Shotgun houses, bar fights and ‘big ass-gators’ in the Bible Belt (2)

woensdag 20 juni 2012 14u04 | Arne Van Schoors | 7 reacties
Trefwoorden: , , , .

Arne Van Schoors is een Gentenaar, die gedurende vijf maanden van Zuid- naar Noord-Amerika trekt, van Patagonië naar Alaska. En wij mogen meelezen. Het vorige deel is hier te lezen.
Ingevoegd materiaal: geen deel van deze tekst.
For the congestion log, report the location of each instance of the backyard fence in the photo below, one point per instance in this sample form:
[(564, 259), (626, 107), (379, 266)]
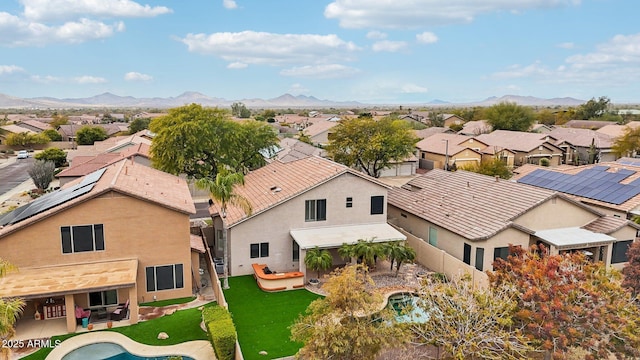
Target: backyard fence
[(439, 261)]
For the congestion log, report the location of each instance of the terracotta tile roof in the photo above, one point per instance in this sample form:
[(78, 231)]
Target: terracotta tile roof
[(197, 244), (608, 224), (515, 140), (472, 205), (581, 137), (128, 178), (278, 182)]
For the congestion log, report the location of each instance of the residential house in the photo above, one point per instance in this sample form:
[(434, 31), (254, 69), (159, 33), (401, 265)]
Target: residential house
[(118, 234), (297, 206), (581, 146), (529, 148), (475, 218), (612, 188), (435, 150)]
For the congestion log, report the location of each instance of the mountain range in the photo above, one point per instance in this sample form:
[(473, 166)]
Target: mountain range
[(110, 100)]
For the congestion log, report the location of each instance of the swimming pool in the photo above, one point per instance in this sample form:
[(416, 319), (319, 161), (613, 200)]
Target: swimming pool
[(109, 351), (407, 308)]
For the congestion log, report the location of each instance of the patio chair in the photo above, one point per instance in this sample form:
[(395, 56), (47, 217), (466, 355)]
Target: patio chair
[(120, 313), (81, 313)]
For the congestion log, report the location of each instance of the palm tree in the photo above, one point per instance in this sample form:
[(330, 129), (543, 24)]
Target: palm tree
[(10, 310), (318, 259), (221, 190)]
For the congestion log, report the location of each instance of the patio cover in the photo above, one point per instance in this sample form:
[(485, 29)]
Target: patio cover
[(49, 281), (573, 238), (335, 236)]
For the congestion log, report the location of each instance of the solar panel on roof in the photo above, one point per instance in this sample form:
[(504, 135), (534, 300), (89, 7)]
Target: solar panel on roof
[(52, 200)]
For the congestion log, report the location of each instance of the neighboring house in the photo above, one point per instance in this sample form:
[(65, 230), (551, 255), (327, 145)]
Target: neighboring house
[(612, 188), (297, 206), (84, 165), (475, 128), (319, 131), (475, 218), (577, 143), (120, 233), (460, 150), (529, 148)]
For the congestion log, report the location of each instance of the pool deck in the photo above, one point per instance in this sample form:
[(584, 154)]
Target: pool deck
[(199, 350)]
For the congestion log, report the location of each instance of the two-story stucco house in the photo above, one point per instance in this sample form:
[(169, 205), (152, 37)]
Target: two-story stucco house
[(118, 235), (297, 206)]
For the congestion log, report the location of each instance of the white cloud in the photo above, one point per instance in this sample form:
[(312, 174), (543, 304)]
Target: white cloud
[(89, 80), (43, 10), (237, 65), (20, 32), (330, 71), (427, 38), (376, 35), (389, 46), (229, 4), (566, 45), (10, 69), (252, 47), (136, 76), (420, 13)]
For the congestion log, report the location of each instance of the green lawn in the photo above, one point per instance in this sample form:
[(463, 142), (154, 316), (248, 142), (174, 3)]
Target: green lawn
[(181, 326), (262, 319)]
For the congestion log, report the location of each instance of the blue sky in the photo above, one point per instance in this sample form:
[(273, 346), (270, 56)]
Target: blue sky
[(373, 51)]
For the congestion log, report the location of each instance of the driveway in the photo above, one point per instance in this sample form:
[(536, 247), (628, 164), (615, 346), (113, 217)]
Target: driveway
[(14, 174)]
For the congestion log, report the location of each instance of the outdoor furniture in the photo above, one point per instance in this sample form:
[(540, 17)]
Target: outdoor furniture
[(120, 313)]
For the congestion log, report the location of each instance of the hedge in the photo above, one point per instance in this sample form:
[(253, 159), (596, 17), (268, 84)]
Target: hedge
[(222, 332)]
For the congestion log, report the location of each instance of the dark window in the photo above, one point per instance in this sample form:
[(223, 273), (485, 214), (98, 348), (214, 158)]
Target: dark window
[(619, 254), (479, 258), (501, 253), (466, 257), (82, 238), (259, 250), (315, 210), (103, 298), (165, 277), (255, 251), (377, 205), (296, 251)]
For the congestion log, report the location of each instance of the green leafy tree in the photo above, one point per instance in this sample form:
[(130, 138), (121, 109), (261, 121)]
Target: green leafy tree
[(57, 156), (340, 326), (593, 108), (510, 116), (371, 145), (138, 124), (318, 259), (222, 192), (87, 135), (42, 174), (198, 141), (628, 144), (466, 322), (10, 311), (26, 139), (52, 135), (566, 301), (493, 167)]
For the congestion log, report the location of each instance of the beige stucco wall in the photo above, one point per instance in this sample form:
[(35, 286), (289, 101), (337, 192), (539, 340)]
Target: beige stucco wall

Na vijf dagen en zonder een enkel antwoord op mijn digitale liftpoging, neem ik afscheid van Kelli en steek ik de Texaanse grens over naar Louisiana. De nacht is al gevallen wanneer mijn Greyhound bus aankomt in Lafayette. Een stad te midden van de bayou, de draslanden, waar de Acadiërs wonen – ooit weggejaagd door de Britten uit Nova Scotia, Canada – en waar er nog Frans wordt gesproken. Ik verblijf bij Dan, een helikopterpiloot van achtentwintig. Hij werkt voor bedrijven die platformen beheren in de Golf van Mexico en zijn taak is om het personeel over te vliegen. Hij is afwisselend twee weken in de lucht te vinden en twee weken thuis. Ik kom op het goede moment. We gaan samen naar een kroeg in de buurt waar een jonge bluesrockband vuile klanken uitstoot en de sfeer nummer na nummer grimmiger wordt tot het uiteindelijk eindigt in een groot bargevecht. Het drukt de sfeer echter niet, het bier kost amper anderhalve dollar en in ‘Vrijstaat Louisiana’ is het nog mogelijk om te roken in bars. Louisiana is een eiland in de Verenigde Staten, wordt mij verteld door enkele tooghangers terwijl ze vlijtig aan een mooi rookgordijn verder breien.

dwars door de Amerika's

Dan woont nog maar pas in Lafayette, hij groeide op aan de Westkust in de staat Washington en voor hem is deze plaats ook nieuw. Ik ben voor hem de right-man-on-the-right-place om samen op zoek te gaan naar vogels, alligators en schildpadden in de nabijgelegen draslanden. De boottrip kost iets te veel geld voor ons en dus rijden we eigenhandig naar Lake Martin en we proberen een weg te vinden langs de moerassen. We wandelen tien kilometer en het lijkt erop dat onze zoektocht op niets zal uitdraaien. We houden de sfeer erin door ons in het struikgewas te verstoppen en boottoeristen te misleiden met het nabootsen van vogels. Terwijl we ons bekwamen in deze geluiden, merken we plots dat het drasland rondom ons vergeven is van alligators die gelukkig weinig aandacht schenken aan de rare vogels. Het klikt perfect met Dan, hij weigert net als ik het kind in zich te laten opvoeden en is een levensgenieter zonder complexen wat hij volop bewijst wanneer ik zijn laptop even gebruik en vraag naar het wachtwoord. De vraag wordt beantwoord met Dan die zijn achterste ontbloot waarop in kinderlijke letters ‘eat poo’ getatoeëerd staat. Tien jaar geleden was zijn beste vriend zich aan het bekwamen in de tatoeagekunst en Dan bood vrijwillig zijn achterste aan als oefenterrein. Ik vermoed dat hij een goede vriend is voor zijn naasten.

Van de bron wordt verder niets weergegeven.